Ukraine wants to reach out and swat Russian aircraft from hundreds of kilometers away, but there’s a problem. The long-range missiles that could make that happen are still locked behind politics, paperwork, and software headaches that make Windows updates look fun.
In this video, I break down why Ukraine urgently needs the MBDA Meteor; Europe’s most advanced beyond-visual-range missile, and why it doesn’t have it yet. President Zelenskyy recently admitted Ukraine still lacks a true long-range air-to-air missile, and everyone in the defense world knows exactly what he meant: the Meteor or the AIM-120D.
I’ll explain why these missiles are so game-changing, how the Meteor’s ramjet gives it a massive No-Escape Zone, and why you can’t just bolt one onto a donated F-16 and call it a day. Integration takes years, and Ukraine’s current aircraft like F-16s and Mirages don’t yet have the right software or radar systems to fully use them.
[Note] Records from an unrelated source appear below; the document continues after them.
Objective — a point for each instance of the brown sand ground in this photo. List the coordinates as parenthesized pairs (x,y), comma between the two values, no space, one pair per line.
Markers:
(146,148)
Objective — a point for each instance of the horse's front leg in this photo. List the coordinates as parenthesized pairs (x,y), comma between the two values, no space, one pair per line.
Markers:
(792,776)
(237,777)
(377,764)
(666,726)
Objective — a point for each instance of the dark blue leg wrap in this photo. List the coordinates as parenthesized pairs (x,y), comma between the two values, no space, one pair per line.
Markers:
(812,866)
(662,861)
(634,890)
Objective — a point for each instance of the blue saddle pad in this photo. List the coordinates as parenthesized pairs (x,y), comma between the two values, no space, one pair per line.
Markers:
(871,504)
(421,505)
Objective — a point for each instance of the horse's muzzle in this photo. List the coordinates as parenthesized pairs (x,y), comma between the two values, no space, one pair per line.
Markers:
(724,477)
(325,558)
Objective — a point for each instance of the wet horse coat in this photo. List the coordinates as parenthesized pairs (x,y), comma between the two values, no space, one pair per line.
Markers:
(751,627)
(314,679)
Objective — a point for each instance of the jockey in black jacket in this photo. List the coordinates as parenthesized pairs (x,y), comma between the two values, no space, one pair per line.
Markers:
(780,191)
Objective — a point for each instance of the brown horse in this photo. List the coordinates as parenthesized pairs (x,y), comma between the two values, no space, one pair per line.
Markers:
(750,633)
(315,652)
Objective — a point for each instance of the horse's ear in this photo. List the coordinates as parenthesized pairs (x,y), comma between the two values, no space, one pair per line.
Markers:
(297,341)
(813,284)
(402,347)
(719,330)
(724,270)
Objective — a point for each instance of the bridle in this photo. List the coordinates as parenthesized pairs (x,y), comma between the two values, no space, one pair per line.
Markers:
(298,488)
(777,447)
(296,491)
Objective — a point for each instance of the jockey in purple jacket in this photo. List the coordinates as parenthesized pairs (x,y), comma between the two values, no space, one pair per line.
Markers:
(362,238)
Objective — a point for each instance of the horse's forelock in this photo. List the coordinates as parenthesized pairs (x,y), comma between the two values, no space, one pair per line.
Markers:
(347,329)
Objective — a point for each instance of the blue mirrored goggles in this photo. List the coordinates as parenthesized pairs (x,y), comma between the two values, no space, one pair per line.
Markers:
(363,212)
The good news? The Swedish Gripen C/D can already fire the Meteor, and those jets are presumably on the way. Once Ukraine fields them alongside its Saab 340 AEW radar aircraft, we’ll finally see the kind of long-range, networked air combat that can flip the airpower equation.
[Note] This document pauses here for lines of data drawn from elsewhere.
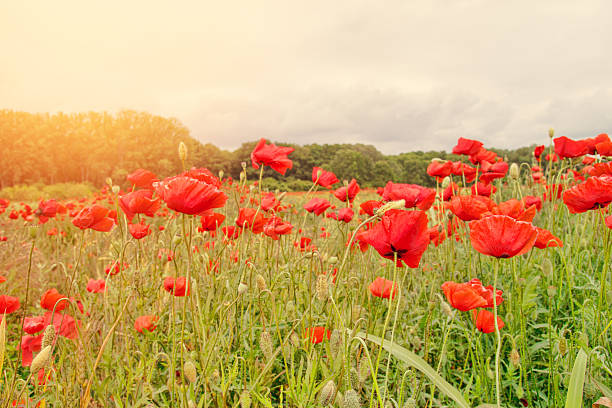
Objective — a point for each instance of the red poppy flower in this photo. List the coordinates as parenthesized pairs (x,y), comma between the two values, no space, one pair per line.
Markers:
(140,230)
(142,178)
(502,236)
(439,169)
(145,323)
(317,334)
(343,214)
(178,286)
(469,208)
(323,178)
(139,202)
(467,146)
(96,286)
(401,234)
(383,288)
(34,324)
(531,201)
(96,217)
(8,304)
(347,193)
(537,152)
(50,298)
(275,227)
(482,189)
(189,195)
(210,221)
(272,155)
(568,148)
(463,296)
(317,206)
(369,207)
(546,239)
(251,219)
(595,193)
(485,321)
(413,194)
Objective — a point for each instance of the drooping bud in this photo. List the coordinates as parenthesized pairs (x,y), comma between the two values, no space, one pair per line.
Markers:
(261,282)
(41,360)
(265,343)
(182,152)
(321,287)
(328,393)
(514,171)
(190,372)
(351,399)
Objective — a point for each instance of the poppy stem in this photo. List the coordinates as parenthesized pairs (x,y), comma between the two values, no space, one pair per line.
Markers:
(497,335)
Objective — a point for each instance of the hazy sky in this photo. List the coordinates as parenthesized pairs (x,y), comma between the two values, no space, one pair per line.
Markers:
(402,75)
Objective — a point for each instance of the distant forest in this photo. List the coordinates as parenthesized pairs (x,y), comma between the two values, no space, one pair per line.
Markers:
(91,146)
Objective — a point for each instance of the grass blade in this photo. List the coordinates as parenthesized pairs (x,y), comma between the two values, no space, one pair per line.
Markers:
(576,384)
(417,362)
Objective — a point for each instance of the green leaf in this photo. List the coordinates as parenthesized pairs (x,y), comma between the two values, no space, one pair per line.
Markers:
(417,362)
(576,384)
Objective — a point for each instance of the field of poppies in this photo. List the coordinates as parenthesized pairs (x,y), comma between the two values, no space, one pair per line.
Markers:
(196,290)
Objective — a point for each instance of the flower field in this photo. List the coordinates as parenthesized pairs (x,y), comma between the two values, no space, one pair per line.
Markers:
(196,290)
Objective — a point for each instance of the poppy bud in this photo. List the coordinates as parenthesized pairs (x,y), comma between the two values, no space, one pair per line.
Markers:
(265,344)
(328,393)
(190,372)
(351,400)
(335,342)
(547,268)
(182,152)
(446,182)
(562,346)
(514,171)
(49,336)
(515,357)
(321,287)
(245,399)
(261,282)
(40,361)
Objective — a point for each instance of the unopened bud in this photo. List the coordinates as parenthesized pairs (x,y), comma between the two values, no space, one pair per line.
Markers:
(321,287)
(328,393)
(514,171)
(265,343)
(190,372)
(40,361)
(182,152)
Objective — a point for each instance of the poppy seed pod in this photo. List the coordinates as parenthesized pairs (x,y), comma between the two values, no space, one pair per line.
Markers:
(328,393)
(182,151)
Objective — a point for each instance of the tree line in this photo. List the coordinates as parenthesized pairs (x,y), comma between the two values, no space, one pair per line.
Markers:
(91,146)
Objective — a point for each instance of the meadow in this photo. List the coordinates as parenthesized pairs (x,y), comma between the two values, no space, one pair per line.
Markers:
(196,290)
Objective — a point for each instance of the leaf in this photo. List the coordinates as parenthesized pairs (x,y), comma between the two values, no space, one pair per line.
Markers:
(417,362)
(603,402)
(576,384)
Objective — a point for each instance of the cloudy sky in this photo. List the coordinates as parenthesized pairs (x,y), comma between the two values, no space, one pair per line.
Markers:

I’ll also cover the political side, the export restrictions, the integration bottlenecks, and the cautious European governments trying to prevent their best tech from being reverse-engineered. Spoiler: Ukraine’s not waiting around. It’s already building the kill chain piece by piece: radars, AEW aircraft, data links, and modern fighters. All leading to that day when Ukrainian Meteors fly east.
When that happens, Russian pilots will finally know what it feels like to be hunted from 200 kilometers away.